Are there breaking changes to the User Experience? Will this change the existing user experience? Will this be a breaking change from a user flow or user experience perspective?

No

What will it take to execute? Are there any assumptions you may be making that could limit scope or add limitations? Are there performance, cost, or technical constraints that may impact the user experience? Does this feature depend on other feature work? What additional risks are there?

Additional security features come at the cost. Additional access control checks will be required and the overhead can increase API execution time.

Any remaining open questions? What are known enhancements to this feature? Any enhancements that may be out of scope but that we will want to track long term? List any other open questions that may need to be answered before proceeding with an implementation.

As described, a user has access to a model as long as they share one or more backend roles with the model. We’ve selected this policy because it is consistent with other plugins and simple to support. However, we would like to know the demand to support more advanced policies.

We are aware of certain limitations with the current design. For instance, it’s difficult to decrease a user’s scope of access at scale because it becomes difficult for admins to track a large number of roles and permissions and how they’re associated to models and users.

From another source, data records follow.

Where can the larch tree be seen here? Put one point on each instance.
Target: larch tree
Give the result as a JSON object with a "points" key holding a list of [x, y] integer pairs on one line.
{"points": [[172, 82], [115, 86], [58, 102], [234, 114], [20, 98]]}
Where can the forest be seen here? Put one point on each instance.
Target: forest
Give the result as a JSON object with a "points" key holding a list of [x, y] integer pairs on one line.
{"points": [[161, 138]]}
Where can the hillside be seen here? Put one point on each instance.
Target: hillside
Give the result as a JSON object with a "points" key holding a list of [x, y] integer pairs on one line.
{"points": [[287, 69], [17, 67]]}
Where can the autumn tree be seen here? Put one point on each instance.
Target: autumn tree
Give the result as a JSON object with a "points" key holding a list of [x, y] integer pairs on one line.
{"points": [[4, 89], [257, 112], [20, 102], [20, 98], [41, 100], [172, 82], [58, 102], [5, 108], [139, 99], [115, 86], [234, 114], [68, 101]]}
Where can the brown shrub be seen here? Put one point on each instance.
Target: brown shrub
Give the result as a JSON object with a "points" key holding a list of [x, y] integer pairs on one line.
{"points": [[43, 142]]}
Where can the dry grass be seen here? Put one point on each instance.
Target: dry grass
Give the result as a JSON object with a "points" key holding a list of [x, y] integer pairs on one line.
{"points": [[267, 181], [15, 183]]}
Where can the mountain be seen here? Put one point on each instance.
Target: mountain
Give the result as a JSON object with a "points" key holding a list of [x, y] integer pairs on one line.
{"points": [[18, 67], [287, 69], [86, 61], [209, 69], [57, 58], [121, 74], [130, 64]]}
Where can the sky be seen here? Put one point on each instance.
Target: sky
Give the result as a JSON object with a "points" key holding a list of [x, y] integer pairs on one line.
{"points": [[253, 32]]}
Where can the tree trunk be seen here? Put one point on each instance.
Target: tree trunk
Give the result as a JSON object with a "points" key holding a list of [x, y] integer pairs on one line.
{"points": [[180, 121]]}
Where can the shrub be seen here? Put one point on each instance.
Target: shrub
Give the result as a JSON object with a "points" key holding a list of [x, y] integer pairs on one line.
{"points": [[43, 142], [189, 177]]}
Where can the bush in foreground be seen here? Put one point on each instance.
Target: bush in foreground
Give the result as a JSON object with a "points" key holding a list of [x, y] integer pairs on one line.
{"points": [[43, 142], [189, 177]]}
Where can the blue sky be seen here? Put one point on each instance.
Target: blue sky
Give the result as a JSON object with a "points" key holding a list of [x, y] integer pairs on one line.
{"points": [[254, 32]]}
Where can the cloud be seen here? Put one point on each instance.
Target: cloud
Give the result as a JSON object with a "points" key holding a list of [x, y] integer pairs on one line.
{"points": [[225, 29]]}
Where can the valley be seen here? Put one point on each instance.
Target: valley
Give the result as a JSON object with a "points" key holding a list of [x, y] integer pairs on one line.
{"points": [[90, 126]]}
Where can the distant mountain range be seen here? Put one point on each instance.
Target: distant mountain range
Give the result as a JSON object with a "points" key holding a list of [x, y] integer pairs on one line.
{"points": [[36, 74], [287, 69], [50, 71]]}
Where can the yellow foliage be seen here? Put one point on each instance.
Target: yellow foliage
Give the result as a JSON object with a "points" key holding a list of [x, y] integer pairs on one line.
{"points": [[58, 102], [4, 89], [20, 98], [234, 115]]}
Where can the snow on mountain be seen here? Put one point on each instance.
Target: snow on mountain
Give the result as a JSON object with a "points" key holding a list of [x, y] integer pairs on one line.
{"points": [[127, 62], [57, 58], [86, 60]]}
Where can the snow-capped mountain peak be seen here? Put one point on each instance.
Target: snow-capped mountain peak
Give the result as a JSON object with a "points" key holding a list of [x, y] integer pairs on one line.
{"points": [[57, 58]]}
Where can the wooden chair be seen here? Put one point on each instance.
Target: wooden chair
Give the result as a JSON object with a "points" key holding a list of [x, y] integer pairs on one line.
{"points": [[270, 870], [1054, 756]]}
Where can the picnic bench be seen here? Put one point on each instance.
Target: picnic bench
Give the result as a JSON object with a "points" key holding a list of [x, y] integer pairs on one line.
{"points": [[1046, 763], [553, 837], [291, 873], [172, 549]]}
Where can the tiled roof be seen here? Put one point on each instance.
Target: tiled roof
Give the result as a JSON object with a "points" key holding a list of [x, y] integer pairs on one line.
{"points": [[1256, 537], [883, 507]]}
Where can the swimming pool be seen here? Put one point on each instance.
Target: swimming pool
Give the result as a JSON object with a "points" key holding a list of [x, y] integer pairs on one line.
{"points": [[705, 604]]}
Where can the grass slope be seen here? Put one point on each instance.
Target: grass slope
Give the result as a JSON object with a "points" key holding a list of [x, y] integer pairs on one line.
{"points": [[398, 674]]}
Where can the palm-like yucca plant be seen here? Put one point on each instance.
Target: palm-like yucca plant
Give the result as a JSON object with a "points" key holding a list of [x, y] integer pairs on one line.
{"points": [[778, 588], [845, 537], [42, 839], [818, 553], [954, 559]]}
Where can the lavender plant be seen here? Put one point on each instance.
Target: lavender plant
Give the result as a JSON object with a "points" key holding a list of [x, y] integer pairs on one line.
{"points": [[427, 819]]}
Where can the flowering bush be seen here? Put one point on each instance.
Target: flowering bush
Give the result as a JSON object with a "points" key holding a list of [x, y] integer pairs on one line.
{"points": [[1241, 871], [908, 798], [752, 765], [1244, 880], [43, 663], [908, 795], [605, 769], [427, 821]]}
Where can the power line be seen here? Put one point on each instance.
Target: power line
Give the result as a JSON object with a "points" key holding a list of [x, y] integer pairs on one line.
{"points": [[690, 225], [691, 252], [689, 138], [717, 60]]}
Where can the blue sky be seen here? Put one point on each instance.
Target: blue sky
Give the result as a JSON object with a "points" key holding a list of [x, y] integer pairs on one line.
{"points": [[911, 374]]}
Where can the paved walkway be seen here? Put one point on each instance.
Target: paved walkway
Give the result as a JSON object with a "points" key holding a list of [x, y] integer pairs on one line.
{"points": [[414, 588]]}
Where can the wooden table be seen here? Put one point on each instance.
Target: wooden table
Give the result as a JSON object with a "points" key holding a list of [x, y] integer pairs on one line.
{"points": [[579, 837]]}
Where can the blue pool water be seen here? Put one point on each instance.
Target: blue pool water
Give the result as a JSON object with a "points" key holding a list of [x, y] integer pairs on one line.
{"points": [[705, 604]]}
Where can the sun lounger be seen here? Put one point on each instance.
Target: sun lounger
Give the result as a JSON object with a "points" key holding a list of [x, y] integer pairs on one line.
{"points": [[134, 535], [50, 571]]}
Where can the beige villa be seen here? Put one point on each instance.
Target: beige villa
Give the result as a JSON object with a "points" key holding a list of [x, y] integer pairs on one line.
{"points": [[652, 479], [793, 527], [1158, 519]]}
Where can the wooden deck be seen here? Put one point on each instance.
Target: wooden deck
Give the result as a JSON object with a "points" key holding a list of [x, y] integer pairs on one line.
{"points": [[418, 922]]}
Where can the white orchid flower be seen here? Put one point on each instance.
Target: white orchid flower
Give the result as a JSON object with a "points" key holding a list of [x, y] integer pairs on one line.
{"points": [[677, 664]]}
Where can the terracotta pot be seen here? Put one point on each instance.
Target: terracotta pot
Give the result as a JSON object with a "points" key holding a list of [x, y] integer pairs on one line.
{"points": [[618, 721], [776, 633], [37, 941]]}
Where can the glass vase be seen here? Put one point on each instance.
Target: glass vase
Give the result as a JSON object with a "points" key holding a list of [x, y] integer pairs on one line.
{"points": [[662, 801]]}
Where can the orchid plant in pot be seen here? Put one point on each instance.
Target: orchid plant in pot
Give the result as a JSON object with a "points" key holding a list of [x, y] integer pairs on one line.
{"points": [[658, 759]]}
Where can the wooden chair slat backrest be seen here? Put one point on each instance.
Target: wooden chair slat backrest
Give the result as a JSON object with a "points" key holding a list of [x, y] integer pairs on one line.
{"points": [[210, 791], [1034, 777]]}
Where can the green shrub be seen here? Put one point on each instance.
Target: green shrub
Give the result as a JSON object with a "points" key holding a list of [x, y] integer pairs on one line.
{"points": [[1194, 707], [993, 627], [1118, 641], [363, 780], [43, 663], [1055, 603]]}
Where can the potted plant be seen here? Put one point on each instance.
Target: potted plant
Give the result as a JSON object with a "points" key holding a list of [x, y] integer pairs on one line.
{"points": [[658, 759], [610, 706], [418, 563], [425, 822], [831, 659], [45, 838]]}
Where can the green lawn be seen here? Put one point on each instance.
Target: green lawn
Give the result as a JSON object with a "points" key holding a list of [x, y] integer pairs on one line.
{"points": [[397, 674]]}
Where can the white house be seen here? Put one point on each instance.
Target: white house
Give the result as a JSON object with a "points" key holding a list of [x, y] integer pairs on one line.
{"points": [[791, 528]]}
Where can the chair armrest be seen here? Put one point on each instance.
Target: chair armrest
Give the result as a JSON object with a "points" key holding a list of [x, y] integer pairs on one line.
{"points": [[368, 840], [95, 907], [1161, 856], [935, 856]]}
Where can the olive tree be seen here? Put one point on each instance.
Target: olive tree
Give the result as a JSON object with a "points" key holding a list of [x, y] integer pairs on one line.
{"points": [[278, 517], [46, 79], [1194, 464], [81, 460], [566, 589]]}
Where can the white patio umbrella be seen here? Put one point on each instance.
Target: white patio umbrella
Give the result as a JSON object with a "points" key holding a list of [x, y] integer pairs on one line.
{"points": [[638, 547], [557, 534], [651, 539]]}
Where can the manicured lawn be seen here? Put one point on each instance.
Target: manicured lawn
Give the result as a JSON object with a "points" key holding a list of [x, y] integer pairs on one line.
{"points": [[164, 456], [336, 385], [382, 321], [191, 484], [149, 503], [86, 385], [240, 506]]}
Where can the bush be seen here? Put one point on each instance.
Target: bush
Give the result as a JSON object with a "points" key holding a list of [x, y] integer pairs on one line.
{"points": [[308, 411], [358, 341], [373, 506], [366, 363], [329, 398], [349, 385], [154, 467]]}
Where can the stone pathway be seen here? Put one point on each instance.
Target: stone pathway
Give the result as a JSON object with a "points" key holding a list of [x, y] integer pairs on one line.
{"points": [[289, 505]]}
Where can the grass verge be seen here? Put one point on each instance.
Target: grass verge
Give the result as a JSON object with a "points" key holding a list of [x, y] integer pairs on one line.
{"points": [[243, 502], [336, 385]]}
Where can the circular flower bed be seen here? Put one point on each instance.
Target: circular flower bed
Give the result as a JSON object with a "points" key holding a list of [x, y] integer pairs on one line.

Secondly, it’s difficult to model the access controls for large organizations. For instance, if I wanted to control access based on teams and job responsibilities, the current design requires the admin to manage approximately #teams X #job responsibilities backend roles. For instance, I would need to model backend roles like TeamA-ModelBuilder and TeamA-MLOps.

If we had the ability to attach backend roles to allow or disallow access, we could model the backend roles like Team A, Team B, ModelBuilder and MLOps and attach the some combination of backend roles associated with teams and job responsibilities to each model group. This would enable large organization to define backend roles in a more scalable and intuitive way.

If there are users that have more advanced requirements, we like to know more about it.